A Soul's Anchor

A daily devotional to challenge your mind, inspire your heart and anchor your soul.

Wednesday, October 25, 2006

The Evidence of Silence

“.. If You are the Son of God, come down from the cross.” Matthew 27:40b

In that dark and awful hour of history, surrounded by befuddled disciples, a bewailing mother, and blasphemous men, as Jesus hung on the cross, one of them in what seemed a very logical interpretation of the circumstances, voiced this challenge. Actually it was more a conclusion of a mind that had found evidence that Jesus could not be the Son of God. Jesus was being crucified for claiming to be the Son of God. If He was really the Son of God, then God being all powerful had the ability, and being all good ought to have the willingness to not allow such a victory of evil. If Jesus was the Son of God then he ought to have come down from the cross! I suspect if we could hear all the host of Heaven at the moment, we would have heard a resounding answer, “O foolish man, He cannot come down from the cross because He is the Son of God!” If He were a magician then maybe he would come down from the cross; but He is the redeemer and therefore the cross is His very purpose. The very action that formed the reason for dismissing Him as not being the Son of God was in fact exactly the reason that He was the Son of God. A little while later a very astute centurion intuitively realized this as he exclaimed, “Truly He was the Son of God.” Three days later the disciples’ mind was illuminated, and for twenty centuries now every Christian knows and is glad that He did not come down from the cross. The very silence of God was the evidence of Him working His purposes.

The essence of this question is what often befuddles believers in their lives. It is also the essence of the argument for many in rejecting Jesus. The gist of the argument is “if God really …. Then He ought to …” If God really loved me then He would have not let me go through this horrible situation. If God was really all-powerful, and all-good then He would not allow a Tsunami to take innocent lives. And the list goes on. These questions are real, and often very deep, and cannot be answered glibly, but one thing is for certain that God does not always do what we suppose He ought to do. I do not know why certain things happen in general, and I certainly have a hard time accepting the things that happen to me specifically. There are times in all our lives when all logic screams that knowing the ability and character of God this ought not to happen. Yet, it is in that very silence that God’s purposes are being worked out, and we will have all eternity to find out. Some will claim that this is really a cop-out, an inability to explain God’s character which causes us to hide behind the “hidden purposes of God”. Some will even claim that therefore faith is illogical. I say it is exactly the reverse.

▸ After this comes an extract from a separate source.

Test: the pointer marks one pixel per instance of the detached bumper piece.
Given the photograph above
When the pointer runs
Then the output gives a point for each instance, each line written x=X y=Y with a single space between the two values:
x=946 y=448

Faith is a trust. It is built and solidified by previous experience, and it is no faith if all it can only trust is its own logical interpretation of the circumstance, and demand that it be the only right interpretation. I heard of a counseling case (and I think it is not so uncommon) of a wife who was beside herself because her husband could not trust her. She has given no reason to her husband to mistrust her, but every time she was late by a few minutes, the husband accused her of infidelity. He could not accept that there was a traffic jam due to an accident, or she ran into a friend, or any other interpretation of the circumstance except his very own. Even though his interpretation may have been the right one, he could not for a moment give consideration to other options that could equally explain her absence. He would not allow his heart to doubt himself. I don’t have to call upon a psychologist to affirm this, but I think I have their vote that given the circumstances it was the husband who had the problem. It is the madman who never doubts himself, and demands that his interpretation is the only right one. When I trust someone, I trust them when I don’t know based on what I do know. At night when I look out and do not see the sun, I do not give up in believing the sun, because I have experienced the morning before, and I can safely trust for it to show up again. I can trust when I do not understand the “why” in my life, if I know the “who” in my life.

Friend, have the circumstances of your life left you confounded? Have you wondered why? Then may I point to you that marker in history, that awful hour when Heaven suffered the blaspheming tongues in silence. In that silence, God was working for a glorious purpose of our redemption. In that moment when God would not save His only Son from the cross, He was making a pathway for reconciliation for undeserving sinners like you and me to a holy and just God. Jesus did not come down from the cross precisely because He WAS the Son of God. I know Him therefore I can trust Him even when I do not understand. May you put your trust in Him.